Community Detection in General Hypergraph via Graph Embedding
This addresses the problem of identifying communities in hypergraph networks for researchers and practitioners dealing with complex relational data, representing an incremental improvement over existing methods.
The authors tackled community detection in hypergraph networks with multi-way interactions by proposing a method that augments non-uniform hypergraphs into uniform ones and embeds them in low-dimensional space, achieving asymptotic consistency in both community detection and hypergraph estimation as supported by numerical experiments.
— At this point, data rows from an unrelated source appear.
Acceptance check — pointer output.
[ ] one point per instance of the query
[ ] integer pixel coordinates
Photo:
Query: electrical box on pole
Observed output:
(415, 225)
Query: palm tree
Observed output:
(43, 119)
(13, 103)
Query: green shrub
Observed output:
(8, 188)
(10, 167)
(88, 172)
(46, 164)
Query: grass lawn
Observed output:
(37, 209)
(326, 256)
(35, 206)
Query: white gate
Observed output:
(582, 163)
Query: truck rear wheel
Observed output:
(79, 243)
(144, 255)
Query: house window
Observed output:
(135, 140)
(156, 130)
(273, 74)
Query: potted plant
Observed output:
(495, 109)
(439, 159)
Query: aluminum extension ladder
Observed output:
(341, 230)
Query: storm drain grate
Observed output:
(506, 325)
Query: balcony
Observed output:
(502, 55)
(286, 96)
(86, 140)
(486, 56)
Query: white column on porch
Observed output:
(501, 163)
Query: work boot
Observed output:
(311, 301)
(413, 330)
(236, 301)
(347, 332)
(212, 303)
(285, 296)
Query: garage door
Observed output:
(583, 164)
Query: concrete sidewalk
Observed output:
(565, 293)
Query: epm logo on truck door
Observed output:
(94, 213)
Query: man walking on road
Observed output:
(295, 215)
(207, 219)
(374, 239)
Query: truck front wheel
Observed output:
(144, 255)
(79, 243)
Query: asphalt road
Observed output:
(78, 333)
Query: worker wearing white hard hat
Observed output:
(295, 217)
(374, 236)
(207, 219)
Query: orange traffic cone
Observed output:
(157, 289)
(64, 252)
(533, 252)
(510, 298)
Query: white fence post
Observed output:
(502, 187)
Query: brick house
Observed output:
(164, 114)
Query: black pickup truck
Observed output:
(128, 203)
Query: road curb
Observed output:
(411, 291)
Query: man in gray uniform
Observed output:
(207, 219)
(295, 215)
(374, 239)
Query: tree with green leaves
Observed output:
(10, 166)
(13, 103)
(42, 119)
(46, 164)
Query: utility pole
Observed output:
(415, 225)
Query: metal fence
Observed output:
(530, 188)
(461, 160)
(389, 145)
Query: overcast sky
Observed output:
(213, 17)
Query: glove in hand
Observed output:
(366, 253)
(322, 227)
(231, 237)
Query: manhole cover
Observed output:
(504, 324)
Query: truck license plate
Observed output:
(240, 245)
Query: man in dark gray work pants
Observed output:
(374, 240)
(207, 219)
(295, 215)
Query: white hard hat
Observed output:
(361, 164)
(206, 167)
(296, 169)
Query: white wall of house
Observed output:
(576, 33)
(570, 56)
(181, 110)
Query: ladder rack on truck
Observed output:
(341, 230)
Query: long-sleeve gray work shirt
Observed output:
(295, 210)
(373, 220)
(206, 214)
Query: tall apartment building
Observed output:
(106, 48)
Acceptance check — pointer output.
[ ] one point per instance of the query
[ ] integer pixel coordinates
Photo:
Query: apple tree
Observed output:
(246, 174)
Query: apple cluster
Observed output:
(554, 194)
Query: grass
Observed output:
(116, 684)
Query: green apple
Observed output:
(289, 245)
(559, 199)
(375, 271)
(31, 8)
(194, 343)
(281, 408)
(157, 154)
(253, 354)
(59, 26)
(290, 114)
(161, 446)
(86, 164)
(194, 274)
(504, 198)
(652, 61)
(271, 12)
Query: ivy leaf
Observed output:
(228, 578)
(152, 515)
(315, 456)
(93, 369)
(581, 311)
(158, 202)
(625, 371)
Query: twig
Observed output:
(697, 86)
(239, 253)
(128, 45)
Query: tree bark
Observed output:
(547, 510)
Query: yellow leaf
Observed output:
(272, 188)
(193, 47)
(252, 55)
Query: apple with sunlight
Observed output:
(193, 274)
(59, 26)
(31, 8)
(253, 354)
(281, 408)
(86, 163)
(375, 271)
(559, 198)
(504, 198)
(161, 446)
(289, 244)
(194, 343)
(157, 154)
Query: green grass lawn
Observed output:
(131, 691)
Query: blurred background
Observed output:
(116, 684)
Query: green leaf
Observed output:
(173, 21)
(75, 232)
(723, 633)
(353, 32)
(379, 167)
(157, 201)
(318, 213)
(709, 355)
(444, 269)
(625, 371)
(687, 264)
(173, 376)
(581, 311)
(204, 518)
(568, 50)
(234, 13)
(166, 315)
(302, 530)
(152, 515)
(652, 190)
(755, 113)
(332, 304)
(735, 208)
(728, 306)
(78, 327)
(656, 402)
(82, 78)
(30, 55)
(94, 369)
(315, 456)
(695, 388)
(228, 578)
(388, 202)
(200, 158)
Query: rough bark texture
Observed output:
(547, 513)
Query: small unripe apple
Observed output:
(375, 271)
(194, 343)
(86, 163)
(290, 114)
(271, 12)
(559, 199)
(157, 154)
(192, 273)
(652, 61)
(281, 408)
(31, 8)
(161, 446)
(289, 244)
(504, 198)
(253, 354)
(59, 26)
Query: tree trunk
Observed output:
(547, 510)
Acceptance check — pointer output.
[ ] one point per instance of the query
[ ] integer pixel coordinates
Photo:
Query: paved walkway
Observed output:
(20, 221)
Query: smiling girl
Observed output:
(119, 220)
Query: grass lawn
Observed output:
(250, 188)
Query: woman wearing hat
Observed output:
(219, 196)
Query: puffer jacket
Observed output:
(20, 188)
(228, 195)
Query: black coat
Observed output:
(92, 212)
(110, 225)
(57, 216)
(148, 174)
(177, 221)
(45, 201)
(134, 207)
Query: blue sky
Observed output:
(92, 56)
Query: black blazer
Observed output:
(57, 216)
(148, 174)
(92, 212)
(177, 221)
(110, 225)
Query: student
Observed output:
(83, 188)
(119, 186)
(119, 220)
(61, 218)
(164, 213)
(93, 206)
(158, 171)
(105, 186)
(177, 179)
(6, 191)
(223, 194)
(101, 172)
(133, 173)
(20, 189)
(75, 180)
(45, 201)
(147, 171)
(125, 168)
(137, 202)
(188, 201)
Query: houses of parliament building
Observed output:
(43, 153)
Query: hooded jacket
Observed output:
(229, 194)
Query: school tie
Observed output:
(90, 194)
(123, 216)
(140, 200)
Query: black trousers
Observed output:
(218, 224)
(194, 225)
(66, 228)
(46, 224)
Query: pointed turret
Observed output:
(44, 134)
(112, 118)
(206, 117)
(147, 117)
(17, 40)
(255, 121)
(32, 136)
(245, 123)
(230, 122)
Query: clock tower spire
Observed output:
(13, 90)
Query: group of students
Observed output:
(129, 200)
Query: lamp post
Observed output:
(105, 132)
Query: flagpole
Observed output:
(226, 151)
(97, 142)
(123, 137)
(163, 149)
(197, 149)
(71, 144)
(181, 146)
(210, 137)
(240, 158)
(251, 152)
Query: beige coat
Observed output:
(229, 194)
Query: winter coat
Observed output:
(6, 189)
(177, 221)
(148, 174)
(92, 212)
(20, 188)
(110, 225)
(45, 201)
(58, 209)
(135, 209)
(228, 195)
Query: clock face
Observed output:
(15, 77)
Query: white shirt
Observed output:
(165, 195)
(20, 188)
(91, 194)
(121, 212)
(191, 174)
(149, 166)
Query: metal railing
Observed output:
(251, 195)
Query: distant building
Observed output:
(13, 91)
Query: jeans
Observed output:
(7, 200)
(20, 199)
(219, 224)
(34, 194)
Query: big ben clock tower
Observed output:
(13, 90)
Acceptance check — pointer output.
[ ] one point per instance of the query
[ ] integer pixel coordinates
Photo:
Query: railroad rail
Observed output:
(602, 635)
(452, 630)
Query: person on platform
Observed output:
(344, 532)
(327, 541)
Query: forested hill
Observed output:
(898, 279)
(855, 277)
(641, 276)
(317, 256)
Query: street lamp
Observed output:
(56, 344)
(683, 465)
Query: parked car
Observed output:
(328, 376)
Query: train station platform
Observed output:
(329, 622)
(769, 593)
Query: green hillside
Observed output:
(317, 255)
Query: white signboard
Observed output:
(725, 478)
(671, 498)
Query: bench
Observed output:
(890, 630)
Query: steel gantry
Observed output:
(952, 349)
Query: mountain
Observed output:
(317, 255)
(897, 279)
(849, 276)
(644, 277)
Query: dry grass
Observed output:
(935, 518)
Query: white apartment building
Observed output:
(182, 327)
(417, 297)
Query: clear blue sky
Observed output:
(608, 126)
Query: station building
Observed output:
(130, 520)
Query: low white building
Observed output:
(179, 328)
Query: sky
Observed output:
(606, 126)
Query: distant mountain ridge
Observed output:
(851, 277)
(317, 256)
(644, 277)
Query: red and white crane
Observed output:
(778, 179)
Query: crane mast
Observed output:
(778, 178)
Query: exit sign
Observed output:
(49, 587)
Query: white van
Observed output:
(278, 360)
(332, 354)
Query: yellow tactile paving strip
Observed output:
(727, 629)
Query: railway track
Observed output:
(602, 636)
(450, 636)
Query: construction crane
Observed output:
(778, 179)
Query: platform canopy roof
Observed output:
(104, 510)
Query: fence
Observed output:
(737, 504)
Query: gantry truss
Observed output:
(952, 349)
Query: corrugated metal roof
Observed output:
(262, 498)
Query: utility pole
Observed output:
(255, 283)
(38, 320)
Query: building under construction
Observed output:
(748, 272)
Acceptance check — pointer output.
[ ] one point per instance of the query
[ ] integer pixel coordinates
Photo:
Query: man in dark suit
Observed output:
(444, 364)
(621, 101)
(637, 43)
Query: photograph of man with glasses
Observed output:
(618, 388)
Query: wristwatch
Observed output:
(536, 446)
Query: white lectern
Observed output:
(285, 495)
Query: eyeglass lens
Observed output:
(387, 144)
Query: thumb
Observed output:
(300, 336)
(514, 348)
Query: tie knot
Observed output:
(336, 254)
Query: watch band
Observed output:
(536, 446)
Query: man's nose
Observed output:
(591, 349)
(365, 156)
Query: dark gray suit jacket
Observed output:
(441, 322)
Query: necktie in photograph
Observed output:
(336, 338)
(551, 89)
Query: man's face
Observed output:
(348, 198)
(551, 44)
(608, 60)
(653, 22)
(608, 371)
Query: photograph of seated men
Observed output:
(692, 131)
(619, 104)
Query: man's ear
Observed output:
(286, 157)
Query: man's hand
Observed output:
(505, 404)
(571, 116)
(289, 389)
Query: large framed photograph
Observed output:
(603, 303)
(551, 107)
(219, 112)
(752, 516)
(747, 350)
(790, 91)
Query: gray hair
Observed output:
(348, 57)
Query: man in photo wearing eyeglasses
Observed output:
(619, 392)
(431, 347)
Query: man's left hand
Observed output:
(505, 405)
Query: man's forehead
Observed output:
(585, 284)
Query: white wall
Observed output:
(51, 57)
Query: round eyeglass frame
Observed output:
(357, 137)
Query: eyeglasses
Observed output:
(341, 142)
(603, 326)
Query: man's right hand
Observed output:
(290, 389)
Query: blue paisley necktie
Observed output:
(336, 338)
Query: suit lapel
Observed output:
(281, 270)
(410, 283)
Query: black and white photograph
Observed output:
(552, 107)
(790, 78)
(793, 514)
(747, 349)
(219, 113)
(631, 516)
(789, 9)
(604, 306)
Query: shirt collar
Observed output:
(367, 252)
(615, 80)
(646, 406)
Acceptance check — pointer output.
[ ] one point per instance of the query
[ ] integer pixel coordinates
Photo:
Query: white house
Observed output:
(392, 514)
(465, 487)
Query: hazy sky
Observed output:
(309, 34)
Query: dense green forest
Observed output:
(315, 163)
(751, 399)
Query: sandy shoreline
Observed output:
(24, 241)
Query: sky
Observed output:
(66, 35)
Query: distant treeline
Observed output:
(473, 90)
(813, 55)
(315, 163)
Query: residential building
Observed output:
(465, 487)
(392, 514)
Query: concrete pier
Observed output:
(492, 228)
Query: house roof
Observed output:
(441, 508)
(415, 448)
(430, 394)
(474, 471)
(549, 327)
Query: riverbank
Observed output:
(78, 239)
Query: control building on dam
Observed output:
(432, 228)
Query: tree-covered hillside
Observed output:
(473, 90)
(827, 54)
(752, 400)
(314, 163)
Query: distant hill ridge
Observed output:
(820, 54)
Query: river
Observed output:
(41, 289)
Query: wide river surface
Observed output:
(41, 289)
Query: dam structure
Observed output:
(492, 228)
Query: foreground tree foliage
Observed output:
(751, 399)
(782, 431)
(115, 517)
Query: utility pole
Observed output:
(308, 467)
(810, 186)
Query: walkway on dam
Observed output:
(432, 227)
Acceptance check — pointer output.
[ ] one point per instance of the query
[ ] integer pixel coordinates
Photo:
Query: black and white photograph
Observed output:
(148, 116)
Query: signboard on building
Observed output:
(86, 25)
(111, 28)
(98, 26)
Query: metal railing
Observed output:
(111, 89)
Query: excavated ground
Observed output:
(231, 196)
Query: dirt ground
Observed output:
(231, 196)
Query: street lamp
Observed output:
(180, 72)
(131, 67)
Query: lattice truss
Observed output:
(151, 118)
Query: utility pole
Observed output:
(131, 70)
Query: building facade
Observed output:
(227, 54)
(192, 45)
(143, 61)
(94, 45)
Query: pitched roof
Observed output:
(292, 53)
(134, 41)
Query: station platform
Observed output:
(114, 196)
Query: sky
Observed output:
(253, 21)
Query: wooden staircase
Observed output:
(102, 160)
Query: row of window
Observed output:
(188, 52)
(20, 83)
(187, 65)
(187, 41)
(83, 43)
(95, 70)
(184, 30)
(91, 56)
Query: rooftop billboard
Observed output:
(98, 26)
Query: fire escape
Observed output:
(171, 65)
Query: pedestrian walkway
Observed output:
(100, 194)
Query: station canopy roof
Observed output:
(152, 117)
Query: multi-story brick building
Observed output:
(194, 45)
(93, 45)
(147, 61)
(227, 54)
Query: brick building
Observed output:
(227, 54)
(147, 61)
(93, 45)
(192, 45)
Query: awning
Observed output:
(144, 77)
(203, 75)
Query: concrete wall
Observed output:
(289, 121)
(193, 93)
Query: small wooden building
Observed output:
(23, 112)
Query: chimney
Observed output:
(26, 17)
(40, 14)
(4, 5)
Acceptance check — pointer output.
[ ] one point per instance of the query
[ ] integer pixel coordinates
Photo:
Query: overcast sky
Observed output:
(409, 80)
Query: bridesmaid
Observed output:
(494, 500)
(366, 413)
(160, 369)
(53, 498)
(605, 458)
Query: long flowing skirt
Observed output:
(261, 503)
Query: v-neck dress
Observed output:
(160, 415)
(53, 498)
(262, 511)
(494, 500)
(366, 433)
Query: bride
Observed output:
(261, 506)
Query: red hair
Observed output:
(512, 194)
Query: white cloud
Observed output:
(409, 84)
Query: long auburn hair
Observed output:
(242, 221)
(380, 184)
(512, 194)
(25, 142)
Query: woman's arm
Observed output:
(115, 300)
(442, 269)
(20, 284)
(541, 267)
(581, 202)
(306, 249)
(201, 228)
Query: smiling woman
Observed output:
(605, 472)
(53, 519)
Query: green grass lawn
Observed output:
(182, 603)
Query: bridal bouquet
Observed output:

Conventional network data has largely focused on pairwise interactions between two entities, yet multi-way interactions among multiple entities have been frequently observed in real-life hypergraph networks. In this article, we propose a novel method for detecting community structure in general hypergraph networks, uniform or non-uniform. The proposed method introduces a null vertex to augment a non-uniform hypergraph into a uniform multi-hypergraph, and then embeds the multi-hypergraph in a low-dimensional vector space such that vertices within the same community are close to each other. The resultant optimization task can be efficiently tackled by an alternative updating scheme. The asymptotic consistencies of the proposed method are established in terms of both community detection and hypergraph estimation, which are also supported by numerical experiments on some synthetic and real-life hypergraph networks.